Anticipating the Future With LMDB
Updated: Oct 6, 2022
As we’ve noted before, LMDB was designed to be a data storage solution for both today and especially for tomorrow, not to keep warming over yesterday’s problems today.
That’s why our focus from the beginning was on Solid State storage. While still considered too risky back in 2011 when LMDB was first being written, SSDs are now ubiquitously accepted, in both large scale data centers and in mainstream consumer gear. The performance gain more than justified the increased price per gigabyte and the price has continued to steadily decline. For example, in just the few years from 2011 to today the price for SSDs has dropped from $2/GB to only $0.12/GB. We knew that LMDB’s ACID transaction design would exact a high performance cost on old-fashioned rotating storage platters, but we also knew that rotating media would rapidly be displaced by solid state. Instead of focusing on optimizing HDD efficiency, we focused on CPU efficiency, recognizing that this area of software design was generally stagnant and in dire need of help.
Another point that we recognized early on, and which the rest of the industry is even now still only grudgingly admitting, is that we’ve hit a CPU performance wall and from here on out there are no easy answers. CPU cycles aren’t getting any faster, and every cycle counts. Today’s CPUs have single-thread performance stats only a handful of percent faster than CPUs of 5 years ago. Aggregate multi-thread performance is still marginally increasing, but only by virtue of cramming more cores and hardware threads into a chip. Of course, this is still an overall improvement in cost per op, assuming your software parallelizes well. This is why LMDB’s design focused on lockless read performance, allowing reads to scale perfectly across arbitrarily many CPUs: because we knew that single-thread performance was at a standstill, and the only way forward was to support massive parallel scaling.
One avenue we discarded however, which other DB designers chose to invest in, is intrinsic data compression. There are a couple reasons for this decision:
It’s out of scope for a database engine. A DB engine’s #1 job is to accept data from the user and store it to disk in a way that it can be efficiently located for future reference. In particular, a Key/Value store like LMDB is not concerned with the semantics of the data being stored - it is just a binary blob, to be stored and fetched verbatim. It is the job of some other software abstraction layer to worry about the content and form of the data, including whether or not it is compressed or encrypted.

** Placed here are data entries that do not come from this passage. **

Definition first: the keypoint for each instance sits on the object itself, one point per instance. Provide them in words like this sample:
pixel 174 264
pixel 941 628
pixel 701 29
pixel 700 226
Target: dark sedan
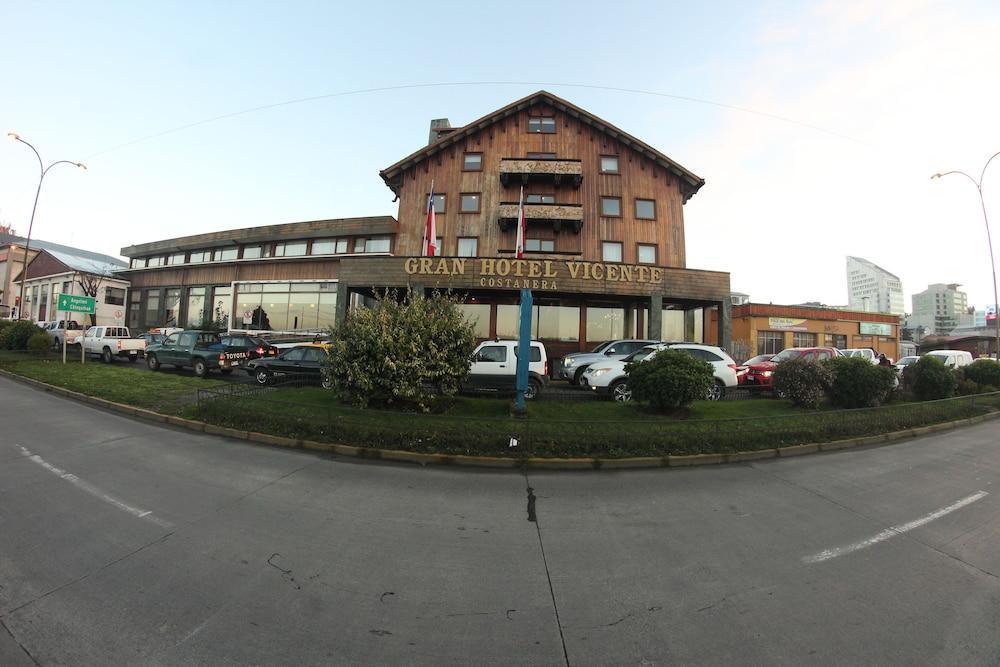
pixel 303 362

The choice to automatically compress data only makes sense if it boosts overall system performance and throughput. Other designers reason that their memory or I/O costs are high, and they have CPU cycles to spare, so it’s worth their effort. Unfortunately, that’s a decision made from an extremely myopic viewpoint - from a designer who sees only his DB engine and believes that the CPU has nothing else better to do with its time. In a busy application environment, where the CPU has to actually do work on behalf of real users, and not just spin around crunching data for the DB engine, this perspective is completely invalid.
Ultimately, the tradeoff isn’t worth it. It will cost more than 2x more CPU to compress data by a factor of 2, in the hopes of saving memory space or I/O bandwidth by a factor of 2. The fastest compression algorithms will not reliably deliver 2x compression, and the strongest compression algorithms will cost far more than 2x as much CPU time.
Historically, the trend has been to make compression in the DB layer irrelevant. While CPU performance costs have been steadily declining 33%/year, the cost of storage has been decreasing at 38%/year. I.e., the CPU cycles are more expensive and the storage space is cheaper, so it’s more cost-effective not to waste the CPU cycles on compression. Indeed, the gap between CPU performance cost and storage cost is only going to widen, as Intel not only acknowledges the end of Moore’s Law, but predicts the next few generations to deliver *less* performance than today’s chips.
As time goes on, LMDB’s leanness will continue to serve its users well, while other folks’ investment into irrelevant features will simply decay into useless bloat. Don’t get mired down in software written for yesterday’s problems. Look ahead, and meet the new challenges head on. We’ll be right there with you.